Yargı kararlarına dönük kişiye özel istekler ve düpedüz tehdit içeren bu 
küstahça açıklamalar karşısında, kararın değiştirilmesinin kabul 
edilemeyeceğini vurgulayan Av. Küçük, “Bir hafta önce tutukluluğun 
devamı yönünde verilen karara rağmen, bir hafta sonra tedbirin şekil 
değiştirerek uygulanması yönündeki ihtiyacın hangi nedenlerden 
kaynaklandığı hususu tartışmalı olabilir, ancak bu kez biçim değiştiren 
talep, yargıyı yönlendirme, yargı üzerine baskı ve tahakküm anlayışıdır.

Bu açıklamalar karşısında Türkiye Cumhuriyeti Devleti olarak takınılacak 
tavır, ülkemizin ve yargımızın ulusal ve uluslararası ölçekteki 
saygınlığını ciddi biçimde etkileyecek önemli bir mihenk taşı olacaktır. 

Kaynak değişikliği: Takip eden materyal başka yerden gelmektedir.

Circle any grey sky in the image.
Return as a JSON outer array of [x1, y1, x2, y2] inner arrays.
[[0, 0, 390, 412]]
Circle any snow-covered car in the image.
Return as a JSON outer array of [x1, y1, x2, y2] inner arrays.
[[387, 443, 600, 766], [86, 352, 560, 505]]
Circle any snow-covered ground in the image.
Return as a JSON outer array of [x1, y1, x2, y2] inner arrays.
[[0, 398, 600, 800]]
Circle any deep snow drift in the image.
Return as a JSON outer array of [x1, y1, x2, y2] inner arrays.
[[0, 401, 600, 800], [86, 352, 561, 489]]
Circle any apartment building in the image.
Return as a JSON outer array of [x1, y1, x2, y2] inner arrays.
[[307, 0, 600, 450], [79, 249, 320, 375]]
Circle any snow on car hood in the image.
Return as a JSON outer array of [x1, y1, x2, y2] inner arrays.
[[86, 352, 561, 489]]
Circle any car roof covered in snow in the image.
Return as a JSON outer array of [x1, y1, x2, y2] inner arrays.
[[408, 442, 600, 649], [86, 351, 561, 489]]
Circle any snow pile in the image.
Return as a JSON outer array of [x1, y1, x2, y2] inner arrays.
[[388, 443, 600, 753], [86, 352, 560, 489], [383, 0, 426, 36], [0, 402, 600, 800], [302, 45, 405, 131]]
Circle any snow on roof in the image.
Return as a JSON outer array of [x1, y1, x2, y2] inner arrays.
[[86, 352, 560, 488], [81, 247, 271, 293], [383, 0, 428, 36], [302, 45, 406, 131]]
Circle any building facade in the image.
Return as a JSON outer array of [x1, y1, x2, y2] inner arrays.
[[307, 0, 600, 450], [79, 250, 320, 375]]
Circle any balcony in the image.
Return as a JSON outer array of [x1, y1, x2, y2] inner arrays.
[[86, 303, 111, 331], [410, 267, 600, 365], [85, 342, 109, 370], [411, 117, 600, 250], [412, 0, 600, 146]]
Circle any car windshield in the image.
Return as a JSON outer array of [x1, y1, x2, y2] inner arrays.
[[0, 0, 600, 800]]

Türkiye tam bağımsız, kendi kaderini kendi belirleyen bir cumhuriyet ve 
hukuk devletidir. Hiçbir şart ve durumda bu ilkelerden ödün verilemez. 
Devleti temsil ve ilzama yetkili olanları ülkemizi küçük düşürmeye 
çalışan ve onurunu zedeleyen bu tutuma karşı hukuk düzleminde gereğini 
yapmaya davet ediyoruz.

Ortaya koymaya çalıştığımız tutum, Rahip Brunson’un yargılandığı davanın 
içeriğinden de, yargılama aşamasında uygulanan ve değiştirilen 
tedbirlerden de bağımsızdır. Bu noktada önemli olan husus, emperyalist 
bir gücün baskısına ve tehdidine boyun eğilip eğilmeyeceğidir. Bağımsız 
yargı mutlak surette dosya kapsamına ve delillere göre değerlendirme 
yapmalıdır. Gösterilecek direnç, yargının geleceğinin şekillendirilmesi 
ve ülkemizin onuru bakımından yaşamsal bir öneme sahip olacaktır. 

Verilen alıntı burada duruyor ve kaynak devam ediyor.